Performance marketing — the discipline of running, optimizing, and scaling paid advertising on platforms like Meta and Google Ads — is increasingly mediated by large language models. Marketers use LLMs to interpret campaign data, troubleshoot CPA spikes, design A/B tests, allocate budgets across channels, and write ad copy. The downstream economic stakes are large: global digital ad spend exceeds $700B annually, and even modest LLM-driven decision quality improvements compound into significant capital reallocation.

Yet the LLM benchmarks that practitioners cite when choosing models — MMLU, GSM8K, HumanEval, MATH, ARC — measure capabilities largely orthogonal to performance marketing reasoning. A model that scores 95% on MMLU may nevertheless recommend allocating budget to brand search at high last-click ROAS (a classic non-incremental trap), or fail to design a geo-holdout test for cannibalization measurement.

PM-AGI v2 fills this gap by testing the specific kinds of reasoning performance marketing requires:
- **Knowledge recall** — platform mechanics, best practices, current product behavior
- **Adversarial robustness** — rejection of outdated 2019-era playbooks (broad targeting > interest stacking, broad match + Smart Bidding > SKAGs, DDA conversion lift is an attribution artifact)
- **Multi-step diagnostic reasoning** — root-cause analysis from anomalous campaign data
- **Quantitative tradeoff reasoning** — budget allocation, marginal ROAS, LTV-payback math, with stated assumptions
- **Creative experiment design** — A/B test methodology, geo-holdout structure, power analysis, pre-committed decision rules

### 1.2 Contributions

1. A 494-question expert-crafted dataset with a backwards-compatible `reasoning_type` schema field, separating knowledge recall from genuine reasoning.
2. An LLM-as-judge evaluation pipeline using Gemini 2.5 Flash as a single, consistent judge across all candidate models (avoiding self-judge bias and reducing cost).
3. Seven baseline evaluations on frontier models from Azure OpenAI (GPT-5.x family) and Google (Gemini 2.5 + 3 family), with full per-question results.
4. Quantitative evidence of a **recall-vs-reasoning gap** that varies dramatically across models — a more diagnostic signal than aggregate scores.
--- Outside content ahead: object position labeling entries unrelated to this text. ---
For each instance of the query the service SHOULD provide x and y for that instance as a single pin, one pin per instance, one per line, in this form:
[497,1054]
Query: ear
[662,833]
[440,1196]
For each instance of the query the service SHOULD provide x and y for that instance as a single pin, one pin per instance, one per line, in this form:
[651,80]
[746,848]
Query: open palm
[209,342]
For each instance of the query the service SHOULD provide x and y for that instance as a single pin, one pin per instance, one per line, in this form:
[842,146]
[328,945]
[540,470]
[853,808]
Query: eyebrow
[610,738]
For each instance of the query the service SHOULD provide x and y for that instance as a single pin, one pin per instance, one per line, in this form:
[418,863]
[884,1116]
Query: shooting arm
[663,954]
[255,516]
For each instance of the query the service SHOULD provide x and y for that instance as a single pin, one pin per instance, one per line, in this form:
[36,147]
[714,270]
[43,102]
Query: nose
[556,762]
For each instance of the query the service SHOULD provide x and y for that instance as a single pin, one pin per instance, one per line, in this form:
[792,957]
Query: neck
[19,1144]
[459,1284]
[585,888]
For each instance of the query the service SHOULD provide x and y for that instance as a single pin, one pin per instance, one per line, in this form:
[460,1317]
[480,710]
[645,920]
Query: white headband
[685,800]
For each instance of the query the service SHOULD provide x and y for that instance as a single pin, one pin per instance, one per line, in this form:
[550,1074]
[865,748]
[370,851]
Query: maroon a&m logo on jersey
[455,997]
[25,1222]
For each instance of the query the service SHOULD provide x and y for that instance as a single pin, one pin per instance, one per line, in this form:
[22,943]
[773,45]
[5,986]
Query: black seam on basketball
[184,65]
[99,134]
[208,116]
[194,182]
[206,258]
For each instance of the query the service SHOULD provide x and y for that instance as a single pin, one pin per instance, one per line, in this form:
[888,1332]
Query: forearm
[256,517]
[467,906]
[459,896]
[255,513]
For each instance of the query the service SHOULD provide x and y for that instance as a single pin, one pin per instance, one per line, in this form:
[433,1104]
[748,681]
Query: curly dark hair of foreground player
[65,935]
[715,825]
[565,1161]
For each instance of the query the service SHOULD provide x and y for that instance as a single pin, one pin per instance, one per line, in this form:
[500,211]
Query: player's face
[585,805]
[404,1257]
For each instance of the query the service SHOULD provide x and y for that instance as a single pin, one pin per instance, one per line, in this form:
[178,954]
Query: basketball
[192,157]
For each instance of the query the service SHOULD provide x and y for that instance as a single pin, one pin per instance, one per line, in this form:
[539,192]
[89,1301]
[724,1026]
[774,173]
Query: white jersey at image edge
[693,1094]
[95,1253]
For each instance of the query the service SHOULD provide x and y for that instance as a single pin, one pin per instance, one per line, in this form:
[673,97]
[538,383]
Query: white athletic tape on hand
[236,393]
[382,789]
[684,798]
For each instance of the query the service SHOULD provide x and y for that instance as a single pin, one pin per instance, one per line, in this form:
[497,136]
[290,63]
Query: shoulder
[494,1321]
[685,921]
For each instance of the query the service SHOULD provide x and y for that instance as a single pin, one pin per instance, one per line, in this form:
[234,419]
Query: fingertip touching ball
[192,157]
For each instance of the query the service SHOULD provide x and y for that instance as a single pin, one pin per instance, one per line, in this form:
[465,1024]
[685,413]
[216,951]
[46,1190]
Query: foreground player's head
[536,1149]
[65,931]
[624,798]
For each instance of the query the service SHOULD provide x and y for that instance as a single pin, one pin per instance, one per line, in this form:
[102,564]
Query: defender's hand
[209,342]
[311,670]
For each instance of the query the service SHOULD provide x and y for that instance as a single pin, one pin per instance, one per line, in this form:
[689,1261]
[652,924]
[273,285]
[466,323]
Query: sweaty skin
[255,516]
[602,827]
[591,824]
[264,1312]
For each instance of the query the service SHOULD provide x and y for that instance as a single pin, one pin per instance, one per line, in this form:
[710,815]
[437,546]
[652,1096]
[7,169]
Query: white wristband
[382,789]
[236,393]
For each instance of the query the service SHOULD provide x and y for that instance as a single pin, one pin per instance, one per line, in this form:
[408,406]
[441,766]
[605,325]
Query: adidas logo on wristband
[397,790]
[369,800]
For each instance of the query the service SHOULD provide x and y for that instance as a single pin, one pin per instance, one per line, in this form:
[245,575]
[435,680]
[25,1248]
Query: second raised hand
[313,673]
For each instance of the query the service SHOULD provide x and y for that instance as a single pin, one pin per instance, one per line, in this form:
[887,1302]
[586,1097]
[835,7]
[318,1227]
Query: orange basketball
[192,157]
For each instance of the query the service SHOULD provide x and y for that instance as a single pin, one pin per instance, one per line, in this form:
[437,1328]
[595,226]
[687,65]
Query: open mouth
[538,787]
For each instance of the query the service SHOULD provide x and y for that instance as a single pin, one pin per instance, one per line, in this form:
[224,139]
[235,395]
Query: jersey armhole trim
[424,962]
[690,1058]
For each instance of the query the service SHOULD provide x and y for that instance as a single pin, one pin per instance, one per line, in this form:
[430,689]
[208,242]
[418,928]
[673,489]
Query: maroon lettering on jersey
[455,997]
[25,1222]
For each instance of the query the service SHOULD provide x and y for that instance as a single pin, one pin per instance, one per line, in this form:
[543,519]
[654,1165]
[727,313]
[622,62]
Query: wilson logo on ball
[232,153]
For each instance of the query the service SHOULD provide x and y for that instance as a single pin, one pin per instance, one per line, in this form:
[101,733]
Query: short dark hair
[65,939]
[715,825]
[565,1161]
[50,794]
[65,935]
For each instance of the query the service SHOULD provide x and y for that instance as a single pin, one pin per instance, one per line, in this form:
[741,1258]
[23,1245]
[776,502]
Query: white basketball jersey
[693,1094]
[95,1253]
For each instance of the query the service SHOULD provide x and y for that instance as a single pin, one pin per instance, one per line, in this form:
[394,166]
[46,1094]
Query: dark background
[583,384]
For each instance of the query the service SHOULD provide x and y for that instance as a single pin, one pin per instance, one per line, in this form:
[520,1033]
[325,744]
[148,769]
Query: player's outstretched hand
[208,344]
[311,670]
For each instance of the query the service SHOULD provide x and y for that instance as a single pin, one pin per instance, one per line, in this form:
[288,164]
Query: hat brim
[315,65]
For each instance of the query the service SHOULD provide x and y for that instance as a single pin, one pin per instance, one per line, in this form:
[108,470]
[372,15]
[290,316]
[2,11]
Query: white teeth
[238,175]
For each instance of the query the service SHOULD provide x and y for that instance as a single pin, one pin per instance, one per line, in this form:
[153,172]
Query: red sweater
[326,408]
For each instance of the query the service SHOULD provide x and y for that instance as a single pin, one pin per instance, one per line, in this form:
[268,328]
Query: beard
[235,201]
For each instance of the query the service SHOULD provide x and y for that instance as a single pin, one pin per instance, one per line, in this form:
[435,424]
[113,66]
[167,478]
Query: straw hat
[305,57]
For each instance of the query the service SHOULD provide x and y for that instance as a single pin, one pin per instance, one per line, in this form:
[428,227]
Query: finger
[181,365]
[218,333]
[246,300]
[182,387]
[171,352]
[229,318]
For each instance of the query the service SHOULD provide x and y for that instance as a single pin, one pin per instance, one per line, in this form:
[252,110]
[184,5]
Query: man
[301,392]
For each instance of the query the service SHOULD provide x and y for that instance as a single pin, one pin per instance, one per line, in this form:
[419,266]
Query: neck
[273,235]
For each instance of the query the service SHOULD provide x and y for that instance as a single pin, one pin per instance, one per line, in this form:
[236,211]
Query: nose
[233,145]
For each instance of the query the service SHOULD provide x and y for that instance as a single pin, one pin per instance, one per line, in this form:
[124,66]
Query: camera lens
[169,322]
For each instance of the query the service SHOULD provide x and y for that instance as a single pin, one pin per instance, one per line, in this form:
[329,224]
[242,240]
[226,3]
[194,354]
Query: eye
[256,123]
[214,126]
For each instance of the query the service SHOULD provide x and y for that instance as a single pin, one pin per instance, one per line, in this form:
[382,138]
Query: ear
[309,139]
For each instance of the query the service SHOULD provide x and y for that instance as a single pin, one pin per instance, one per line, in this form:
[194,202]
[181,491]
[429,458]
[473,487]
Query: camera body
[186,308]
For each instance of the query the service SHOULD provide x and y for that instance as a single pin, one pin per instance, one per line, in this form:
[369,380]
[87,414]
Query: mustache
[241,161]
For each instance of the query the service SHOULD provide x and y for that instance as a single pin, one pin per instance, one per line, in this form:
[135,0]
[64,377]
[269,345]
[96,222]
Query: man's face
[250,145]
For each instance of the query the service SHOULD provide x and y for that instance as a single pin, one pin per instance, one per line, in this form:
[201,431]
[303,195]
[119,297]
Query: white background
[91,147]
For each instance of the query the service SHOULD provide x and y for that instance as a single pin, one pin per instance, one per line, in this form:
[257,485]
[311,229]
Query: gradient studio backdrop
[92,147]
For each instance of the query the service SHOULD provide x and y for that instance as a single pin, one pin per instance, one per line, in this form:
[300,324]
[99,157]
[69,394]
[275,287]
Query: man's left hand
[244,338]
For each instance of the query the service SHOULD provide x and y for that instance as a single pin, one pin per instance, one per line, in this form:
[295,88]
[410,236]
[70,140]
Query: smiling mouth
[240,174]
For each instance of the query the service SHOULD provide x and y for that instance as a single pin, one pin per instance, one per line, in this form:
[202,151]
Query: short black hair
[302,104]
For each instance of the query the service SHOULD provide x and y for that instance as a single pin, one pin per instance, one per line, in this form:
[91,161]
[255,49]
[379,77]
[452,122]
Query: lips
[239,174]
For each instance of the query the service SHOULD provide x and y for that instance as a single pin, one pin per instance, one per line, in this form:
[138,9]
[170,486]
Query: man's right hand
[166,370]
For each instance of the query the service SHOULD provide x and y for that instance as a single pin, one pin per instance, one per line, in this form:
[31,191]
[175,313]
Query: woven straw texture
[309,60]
### 1.3 What v2 Adds Over v1

PM-AGI v1 (2025) released 100 expert questions across four categories. v2 expands the dataset 5× (100 → 494), introduces the `reasoning_type` schema, and shifts emphasis from knowledge recall to genuine reasoning:

| | v1 | v2 |
|---|---|---|
| Total questions | 100 | **494** |
| Meta Ads | 30 | 227 |
| Google Ads | 30 | 227 |
| MCQ / Open-ended | 63 / 37 | 302 / 192 |
| Reasoning types | implicit | explicit (5) |
| Mean rubric points per open Q | ~5 | **5–10** |
| Adversarial trap questions | 0 | 80 |

---

## 2. Related Work

PM-AGI v2 sits in a literature of domain-specific LLM benchmarks. Closest neighbors include:

- **MMLU** (Hendrycks et al. 2021): general 57-subject knowledge benchmark. Tests breadth, not reasoning depth in any single domain.
- **GSM8K** / **MATH** (Cobbe et al. 2021; Hendrycks et al. 2021b): mathematical reasoning. Strong at chain-of-thought; orthogonal to applied business reasoning.
- **MMLU-Pro / MMMU**: harder, multimodal extensions of MMLU. Closer to reasoning, but still general-purpose.
- **AgentBench / ToolBench**: tool-use and agentic reasoning. Test orthogonal capabilities.
- **HELM**: holistic evaluation framework. Aggregates many benchmarks; doesn't include performance marketing.
- **Domain-specific benchmarks**: MedQA (medical), LegalBench (legal), FinanceBench (finance). Each demonstrates the value of domain-targeted evaluation. PM-AGI v2 fills the corresponding gap for performance marketing.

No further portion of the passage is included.